In order to publish according to the principles of the Linked Data Web, standards such as HTTP, RDF and URIs must be used, not so much for the purpose of displaying the pages that people read as for editing the pages so that they can be interpreted automatically by systems, and therefore share information. This is what makes it possible to connect data from various sources in a unified, searchable graph.
At GNOSS, from the very beginning, the Museo del Prado Online project aimed to integrate all the Museum’s resources into a Knowledge Graph. The goal of the project was to build a new presence for the Museum online, to improve users’ experience during their interaction with the Museum’s resources, and to integrate and link the Museum’s complete production into a unified graph. To put it another way: to convert all the data from all its systems into hyperdata. It has been demonstrated that this focus has had a significant impact on the way the Museum operates because it directly connects processes of creation and knowledge generation with publication and knowledge discovery processes. Focus is placed on the use of the Museum’s data for the improvement of its own processes and not solely on their reuse by third parties.
Likewise, when one transcends the perspective of publishing data for presumed reuse and adopts the vision of developing utilities for diverse audiences, including groups of interest to the institution itself, the result can significantly transform the production and consumption models for the materials that comprise institutional heritage and knowledge.
What is a graph?
Graph, in Greek, means “drawing”. From a technical perspective, “graph” in maths and computation sciences refers to a set of objects called vertices and nodes connected by arcs and edges, which represent the relationships between the elements of a set. The word “graph” is used to describe the means by which these mathematical objects are frequently represented as a set of points (vertices) united by lines (edges). Graph theory concerns the study of this mathematical structure.
When theory is applied into practice, graphs are what allow the relationships between units to be studied. A network of computers is one example, as is the set of implicit relationships between the books in library, works of art in a museum, a set of scientific articles, or a given set of clinical trials.
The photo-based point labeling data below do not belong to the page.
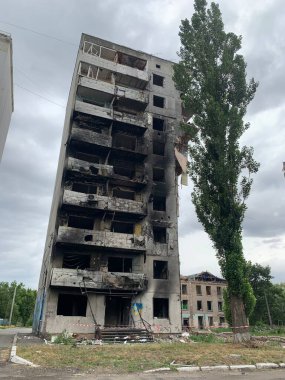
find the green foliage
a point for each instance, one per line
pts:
(24, 303)
(212, 78)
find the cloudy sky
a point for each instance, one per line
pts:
(46, 35)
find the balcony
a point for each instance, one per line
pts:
(107, 239)
(101, 202)
(90, 137)
(109, 113)
(89, 168)
(98, 280)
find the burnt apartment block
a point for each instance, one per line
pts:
(111, 255)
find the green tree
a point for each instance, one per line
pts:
(212, 79)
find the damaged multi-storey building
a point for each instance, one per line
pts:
(111, 255)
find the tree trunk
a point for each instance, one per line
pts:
(239, 320)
Graph theory allows practical applications and exploitations to be represented, formalised and developed for an extremely wide set of problems.
Knowledge Graphs
A Knowledge Graph is a system that represents a set of digital resources and content that, based on an ontological model, understand facts related to the knowledge objects or entities within a specific knowledge area, and in particular, understand the method by which this set of entities is connected. When we say that this system “understands”, we mean that it is written in technical language that enables machines or systems to “understand” and correctly handle the group of entities mentioned in order to provide reliable recommendation systems and to collaborate with people when they query, retrieve information, discover knowledge, and learn.
Knowledge Graphs are a fundamental aspect of artificial intelligence projects. They supply a searchable, cognitive means by which to navigate. Based on the requests of users, they enable inference and suggest new relations or narratives linked with the knowledge areas in question.
Big Semantic Data
Big Data or Big Data, usually, refers to any set of data of great volume and complexity. Such data sets store millions of hidden values that are not available for efficient automatic processing, except by reasoning and inference techniques capable of emulating natural human reasoning, which is always contextual. These techniques are available in our Semantic Big Data projects, which generate knowledge graphs with a number of nodes and relationships that is measured in magnitudes of billions of triples.